How To Kill Staging Without "testing In Production"

Revelry Labs

Unleashing Human Potential with Technology

An illustration of a person standing on a stage, pulling the rope to a long blue theatre curtain.

How to kill staging without “testing in production”

Most software teams have left behind the Waterfall(1) methodology in favor of approaches that move faster and flex more to accommodate changes and maximize the value of feedback. One thing that has come more slowly, though, is the movement away from waterfall-ish delivery practices like release schedules, code freezes, and extensive QA passes in a staging environment. Many of us hear stories from successful engineering organizations about shipping to production many times a day, but getting there ourselves can be easier said than done.

Kill staging?

The problems with staging environments have been pointed out before(2):

  • They require constant maintenance to stay in sync and up-to-date. As these changes accrue over time, many organizations lose track of the steps that would be required to rebuild the environment from scratch.
  • Staging data and usage patterns don’t match production, reducing the value of your testing.
  • As different people use staging simultaneously, their data and settings interact, injecting uncertainty and adding communication overhead: “Please nobody run any transactions on staging this afternoon while I’m testing the new TPS reports.”
  • Verifying changes in staging becomes a bottleneck in the release process, which can have cascading effects in the form of merge freezes and pull request backlogs.
  • It costs money to keep a separate environment running all the time.

There’s also a lot of good advice out there on practices that can help an organization move away from staging:

  • Have excellent automated testing and use a continuous integration service.
  • Invest in excellent error reporting and monitoring in production so you can catch problems immediately.
  • Deploy code and enable features in small increments to reduce risk and make it easy to track down what went wrong.
  • Use feature flags to separate “deploying the code” from “releasing the feature,” protecting real users from new code until it’s been verified.
  • Toggle the feature flags on for internal and/or alpha users to perform QA and other validation in production, while keeping an eye on that awesome monitoring.

But is that enough?

Some organizations can make “test in production” a reality, but there are many who aren’t there yet or may not ever want to get there.

Feature flags are great for rolling out features, but I think trying to use them to reduce all kinds of risk in production can become ineffectual quickly.
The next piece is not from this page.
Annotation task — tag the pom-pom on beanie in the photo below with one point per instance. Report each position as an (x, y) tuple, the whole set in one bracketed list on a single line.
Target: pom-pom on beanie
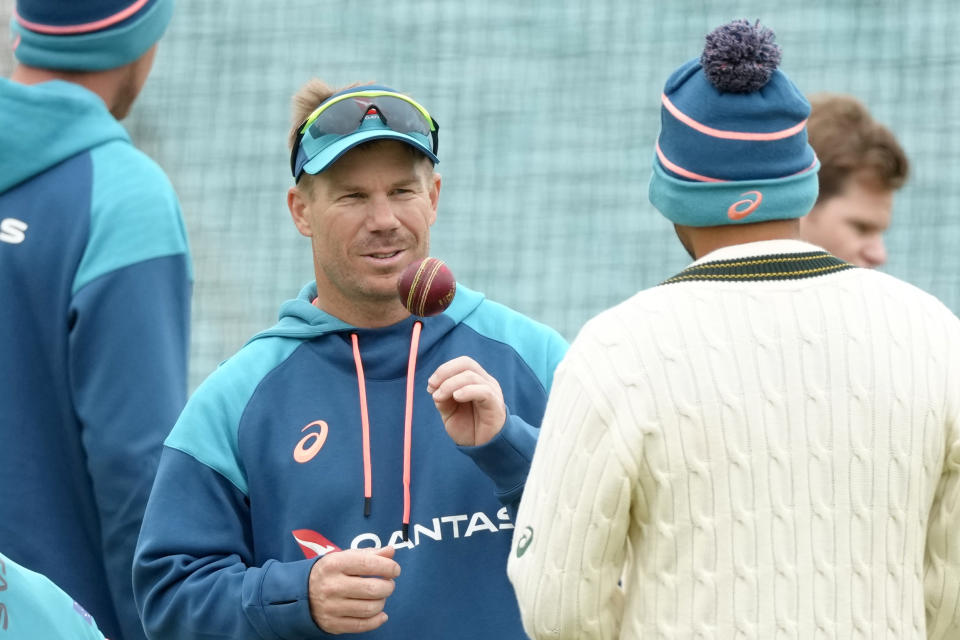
[(86, 35), (733, 144)]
Even in the simplest examples, the code branches introduced by feature flags are a form of technical debt that needs to be cleaned up later. This makes the overhead questionable for small bug fixes that nonetheless can introduce risk. On the other end of the scale, trying to use feature flags to cordon off an extensive refactoring can quickly result in lots of extra complexity and quite a substantial amount of tech debt. I’ve seen dogmatic use of feature flags result in a “bolt it on” culture where engineers would rather duplicate and tweak code for each flag combination than revisit any existing designs for fear of introducing non-flagged changes or unexpected interactions.

Another thing that’s easy to neglect is that implementation in agile teams is often done without complete feature specifications, and it’s very helpful to get additional perspectives on the changes before they’re deployed. Sure, feature flags allow internal testers to access features before they’re generally available, but I think it’s better to tighten the feedback loop even more and get input from QA, design, product, and other stakeholders before changes get merged.

The missing piece? Review Apps

The best development experiences I’ve had were on teams that used some kind of “review app.” A review app is a standalone copy of your app, generated automatically from each pull request, and allowing the changes from that pull request to be tested in isolation. Doing things this way has many of the advantages of staging environments and few of the drawbacks:

  • Get feedback from QA, product, and stakeholders more quickly, even simultaneously with code review.
  • Allow code reviewers to play with the code in action without having to pull it down and run it locally.
  • Ship every PR to prod with confidence so you can keep moving forward, avoiding scary, bloated deployments and merge freezes.
  • Deployments are reproducible, and every review app is fresh and up-to-date.
  • Each feature gets its own isolated environment, avoiding the confusion of a shared application state.
  • Just deploying the review app forces the team to understand and document all of the things that need to be done to pave the way for the feature to be used, such as environment variables or dependencies on other systems, features, or settings.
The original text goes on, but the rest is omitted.